The Climate Change Performance Index (CCPI) is one of the most respected independent monitoring tools that tracks how seriously countries are fighting climate change. Released every November since 2005 on the sidelines of the UN COP, the CCPI 2026 (published 18 November 2025) once again left the top three places empty, sending a clear message: no country is yet on a 1.5°C-compatible pathway.

What is the Climate Change Performance Index (CCPI)?

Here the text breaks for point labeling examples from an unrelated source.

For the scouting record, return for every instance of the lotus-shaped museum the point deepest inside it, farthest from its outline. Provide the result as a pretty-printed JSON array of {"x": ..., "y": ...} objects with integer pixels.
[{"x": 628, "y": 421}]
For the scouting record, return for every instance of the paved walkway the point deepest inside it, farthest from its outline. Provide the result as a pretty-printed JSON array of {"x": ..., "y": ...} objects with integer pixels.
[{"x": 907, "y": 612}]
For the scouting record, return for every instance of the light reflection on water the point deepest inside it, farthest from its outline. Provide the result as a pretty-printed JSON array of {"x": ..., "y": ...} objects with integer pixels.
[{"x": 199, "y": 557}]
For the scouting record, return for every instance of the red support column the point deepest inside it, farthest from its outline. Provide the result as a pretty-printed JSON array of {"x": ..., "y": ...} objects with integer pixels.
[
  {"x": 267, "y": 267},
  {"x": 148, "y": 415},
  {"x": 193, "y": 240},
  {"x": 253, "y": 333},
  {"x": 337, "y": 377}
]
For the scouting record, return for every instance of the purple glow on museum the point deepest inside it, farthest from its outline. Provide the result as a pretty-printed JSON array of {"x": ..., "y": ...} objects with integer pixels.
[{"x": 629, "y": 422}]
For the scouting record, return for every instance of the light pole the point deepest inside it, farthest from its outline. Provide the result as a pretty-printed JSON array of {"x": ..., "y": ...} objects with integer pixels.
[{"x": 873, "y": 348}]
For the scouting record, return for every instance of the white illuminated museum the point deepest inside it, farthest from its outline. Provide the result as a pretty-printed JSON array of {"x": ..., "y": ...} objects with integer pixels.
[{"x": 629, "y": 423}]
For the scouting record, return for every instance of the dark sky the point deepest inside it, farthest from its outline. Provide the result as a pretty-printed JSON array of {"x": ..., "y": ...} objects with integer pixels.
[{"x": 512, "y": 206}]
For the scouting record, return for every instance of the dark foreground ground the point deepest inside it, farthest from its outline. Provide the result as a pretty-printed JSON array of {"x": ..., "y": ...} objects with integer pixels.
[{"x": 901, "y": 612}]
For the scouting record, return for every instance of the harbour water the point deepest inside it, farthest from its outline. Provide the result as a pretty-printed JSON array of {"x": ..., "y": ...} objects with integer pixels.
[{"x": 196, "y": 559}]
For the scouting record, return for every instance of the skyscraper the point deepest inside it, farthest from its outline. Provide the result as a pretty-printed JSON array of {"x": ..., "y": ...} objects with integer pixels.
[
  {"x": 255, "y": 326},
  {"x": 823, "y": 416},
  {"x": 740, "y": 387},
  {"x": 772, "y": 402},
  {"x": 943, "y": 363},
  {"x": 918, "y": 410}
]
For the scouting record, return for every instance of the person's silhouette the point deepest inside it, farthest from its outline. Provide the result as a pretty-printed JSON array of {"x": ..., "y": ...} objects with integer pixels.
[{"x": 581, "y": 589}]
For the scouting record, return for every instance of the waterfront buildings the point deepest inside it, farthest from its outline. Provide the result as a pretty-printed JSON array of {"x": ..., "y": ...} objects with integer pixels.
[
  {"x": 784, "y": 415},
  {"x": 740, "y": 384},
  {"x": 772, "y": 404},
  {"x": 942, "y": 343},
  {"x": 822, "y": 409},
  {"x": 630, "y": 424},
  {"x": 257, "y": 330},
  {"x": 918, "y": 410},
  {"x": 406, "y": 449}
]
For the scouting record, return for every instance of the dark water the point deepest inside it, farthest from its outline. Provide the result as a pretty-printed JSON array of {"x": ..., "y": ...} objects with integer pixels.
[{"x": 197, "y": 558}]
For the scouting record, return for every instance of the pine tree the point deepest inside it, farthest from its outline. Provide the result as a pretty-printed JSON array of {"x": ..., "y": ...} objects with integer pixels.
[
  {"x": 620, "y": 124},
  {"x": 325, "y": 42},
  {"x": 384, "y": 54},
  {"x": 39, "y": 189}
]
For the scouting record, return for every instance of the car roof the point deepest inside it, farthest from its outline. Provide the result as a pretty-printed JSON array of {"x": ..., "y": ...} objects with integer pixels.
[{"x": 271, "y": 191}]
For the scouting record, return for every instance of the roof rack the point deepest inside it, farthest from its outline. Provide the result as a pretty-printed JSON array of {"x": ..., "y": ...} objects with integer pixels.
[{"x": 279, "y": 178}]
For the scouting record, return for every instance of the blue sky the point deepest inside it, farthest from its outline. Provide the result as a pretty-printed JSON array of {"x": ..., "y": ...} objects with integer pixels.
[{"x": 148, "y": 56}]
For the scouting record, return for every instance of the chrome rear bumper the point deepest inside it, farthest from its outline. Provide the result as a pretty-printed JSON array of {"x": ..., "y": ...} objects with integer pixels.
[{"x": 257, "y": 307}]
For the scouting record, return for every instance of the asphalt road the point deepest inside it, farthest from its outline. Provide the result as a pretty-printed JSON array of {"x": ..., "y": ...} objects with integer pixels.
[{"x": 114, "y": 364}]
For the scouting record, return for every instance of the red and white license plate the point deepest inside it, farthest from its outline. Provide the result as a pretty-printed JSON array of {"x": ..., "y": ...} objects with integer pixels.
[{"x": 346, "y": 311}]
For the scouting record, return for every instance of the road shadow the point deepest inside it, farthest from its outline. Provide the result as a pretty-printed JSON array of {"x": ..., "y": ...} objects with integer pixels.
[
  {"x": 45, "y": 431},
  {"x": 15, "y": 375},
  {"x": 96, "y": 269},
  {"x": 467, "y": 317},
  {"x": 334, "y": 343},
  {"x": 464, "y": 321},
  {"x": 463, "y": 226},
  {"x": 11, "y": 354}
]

The CCPI ranks 63 countries + the European Union that together account for over 90% of global greenhouse gas emissions. Published annually by Germanwatch, NewClimate Institute, and Climate Action Network (CAN), it acts as a global climate report card.

Countries Covered (2026 edition)

  • All G20 nations
  • Major emitters: China, USA, India, Russia, Brazil, Indonesia, Saudi Arabia, Iran, Türkiye, etc.
  • Progressive leaders: Denmark, Sweden, Norway, UK, Morocco, Chile, Portugal

CCPI 2026 Ranking Methodology (Updated Weighting)

Each country is scored out of 100 and ranked across four weighted categories:

Category Weight What it Measures
GHG Emissions 40% Current levels, historical trends, 2030 targets
Renewable Energy 20% Share and growth of wind, solar, hydro, etc.
Energy Use 20% Efficiency and per-capita consumption
Climate Policy 20% National & international policy strength & implementation
Performance is classified as: Very High | High | Medium | Low | Very Low

CCPI 2026 Top 10 Rankings (Released 18 Nov 2025, COP30 Belém)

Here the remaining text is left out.